[Infectiology] Plantae

Taxonomy 

• Plantae

 

Classification

Domain : Eukaryota 

Kingdom : Plantae 

Phylum : Chlorophyta

• Prototheca wickerhamii : protothecosis
• Prototheca zopfii : protothecosis

 

Characteristics

• Most plants are autotrophic. This means that they use external energy and simple molecules to  produce complex molecules.
• Most plants are photoautotrophic. This means that they use photosynthesis to trap energy from electromagnetic radiation (from sunlight). 
• Most plants live in terrestrial enviroments (on land or on top of water). This is partially because efficiency of photoautotrophism increases in direct proportion with proximity to the Sun.
• Many plants live in aquatic enviroments (underwater). There are key differences:
• Energy from sunlight is attenuated by the water. 
• Essential nutrients are diffused throughout the water.
• At a certain sea depth there is almost no visible light radiation. This makes photosynthesis impossible. However, the sea floor features hydrothermal vents which provide thermal energy and useful molecules. In this enviroment, chemoautotrophic bacteria and archaea thrive and form the base of the food chain. Plants are not known to live there.
• Many plant species are saprophytes. This means they can release the resources of dead or dying organisms and ingest these resources. Saprophytes are heterotrophs. This means that they consume other organisms to obtain complex molecules.

 

Pathogenesis

• Plants cause many human diseases through the poisons and carcinogens they produce. 
• Many substances are synthesised by plants for the function of poisoning. This allows their species to reduce the population size of the species which consume them.
• Many plant-derived substances are only poisonous to animals because their biochemical composition is very different and incompatible.
• There are very few examples of parasitism of human cells by organisms in the kingdom Plantae. 

 

Explaining the low prevalence of pathogenic plants

One reason for this may be the autotrophic capabilities of plants.
Autotrophic species are specialised to live independently. They are the very first organisms and they occupy the original ecological niche in every enviroment. They are the foundation of every food chain in every ecosystem. The evolution of heterotrophs follows the evolution of autotrophs. Instead of competing with autotrophs, heterotrophs steal their resources by consumption or parasitism.

The development of parasitic capabilities in an autotroph is not worth the energy investment unless they are replacing photosynthesis. This is only necessary in certain niches where conditions do not favour photosynthesis (e.g.when there is intense competition from other plant species).

Another reason may be the size and complexity of most plant species.
Most parasites share a number of properties:

• Microscopic size
• Unicellular
• Simple genomes 
• Simple physiology
• Rapid generation times 
• High rates of successful reproduction
• Short lives

They can efficiently convert resources into offspring. They can quickly evolve to fill new parasitic niches. They can disseminate themselves around multiple organ systems, and fight against immune systems.

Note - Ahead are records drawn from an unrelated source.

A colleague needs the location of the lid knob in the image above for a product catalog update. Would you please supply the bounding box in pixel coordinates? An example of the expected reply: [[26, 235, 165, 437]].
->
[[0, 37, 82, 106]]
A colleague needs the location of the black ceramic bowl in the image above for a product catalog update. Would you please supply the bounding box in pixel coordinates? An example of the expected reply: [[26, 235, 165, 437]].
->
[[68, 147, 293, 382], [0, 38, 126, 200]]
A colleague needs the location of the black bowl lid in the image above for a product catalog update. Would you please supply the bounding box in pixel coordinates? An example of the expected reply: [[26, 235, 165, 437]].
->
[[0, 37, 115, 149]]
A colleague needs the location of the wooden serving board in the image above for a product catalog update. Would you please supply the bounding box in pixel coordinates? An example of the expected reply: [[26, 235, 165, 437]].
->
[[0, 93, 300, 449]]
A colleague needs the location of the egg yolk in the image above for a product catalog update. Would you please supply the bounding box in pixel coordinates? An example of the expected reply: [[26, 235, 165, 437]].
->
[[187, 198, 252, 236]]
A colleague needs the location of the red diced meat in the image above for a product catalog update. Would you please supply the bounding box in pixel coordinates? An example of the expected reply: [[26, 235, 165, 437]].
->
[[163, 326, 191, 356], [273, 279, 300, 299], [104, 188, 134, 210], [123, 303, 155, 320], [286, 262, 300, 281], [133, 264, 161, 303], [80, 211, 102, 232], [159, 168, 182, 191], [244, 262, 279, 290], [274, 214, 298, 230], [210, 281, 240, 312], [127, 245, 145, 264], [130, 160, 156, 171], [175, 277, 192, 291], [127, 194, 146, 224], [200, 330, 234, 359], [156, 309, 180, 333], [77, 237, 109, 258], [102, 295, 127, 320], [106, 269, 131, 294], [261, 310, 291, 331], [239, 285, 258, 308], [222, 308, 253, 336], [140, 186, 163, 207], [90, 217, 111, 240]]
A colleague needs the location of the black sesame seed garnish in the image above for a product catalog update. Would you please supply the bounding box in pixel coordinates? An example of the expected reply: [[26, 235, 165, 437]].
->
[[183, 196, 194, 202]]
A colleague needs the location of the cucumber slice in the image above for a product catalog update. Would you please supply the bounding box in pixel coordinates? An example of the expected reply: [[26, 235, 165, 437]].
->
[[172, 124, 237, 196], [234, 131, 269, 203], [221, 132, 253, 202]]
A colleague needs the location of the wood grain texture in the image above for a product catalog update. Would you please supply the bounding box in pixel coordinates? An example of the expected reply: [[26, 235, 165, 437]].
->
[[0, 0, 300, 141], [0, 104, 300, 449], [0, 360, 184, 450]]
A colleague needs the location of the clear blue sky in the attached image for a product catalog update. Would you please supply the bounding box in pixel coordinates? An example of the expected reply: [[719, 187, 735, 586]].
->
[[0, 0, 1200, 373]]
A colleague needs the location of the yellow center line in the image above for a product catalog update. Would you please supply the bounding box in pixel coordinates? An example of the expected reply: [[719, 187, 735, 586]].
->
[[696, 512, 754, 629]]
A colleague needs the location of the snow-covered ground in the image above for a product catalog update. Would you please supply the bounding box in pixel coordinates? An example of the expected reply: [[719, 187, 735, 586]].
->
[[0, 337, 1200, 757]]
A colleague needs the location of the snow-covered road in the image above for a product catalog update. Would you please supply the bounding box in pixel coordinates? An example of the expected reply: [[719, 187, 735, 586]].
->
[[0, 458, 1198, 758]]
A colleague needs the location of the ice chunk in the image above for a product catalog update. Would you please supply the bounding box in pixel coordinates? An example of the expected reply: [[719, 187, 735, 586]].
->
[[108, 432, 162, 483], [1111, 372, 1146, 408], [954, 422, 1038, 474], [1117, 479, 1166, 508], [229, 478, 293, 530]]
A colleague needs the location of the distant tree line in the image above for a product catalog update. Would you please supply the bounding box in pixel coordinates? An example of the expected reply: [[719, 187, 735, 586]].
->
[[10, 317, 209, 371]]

In comparison, most plant species share these properties:

• Macroscopic, large size (large root networks and large body size)
• Multicellular
• Complex genomes
• Complex physiology
• Long generation times
• Low rates of successful reproduction
• Long lives

Their large size facilitates efficient energy capture and high-capacity resource storage. These resource stores provide a defence against temporary enviromental changes.

The characteristics of large plants facilitate a stable, independent life. However, they also necessitate a life of immobility or, at most, passive movement.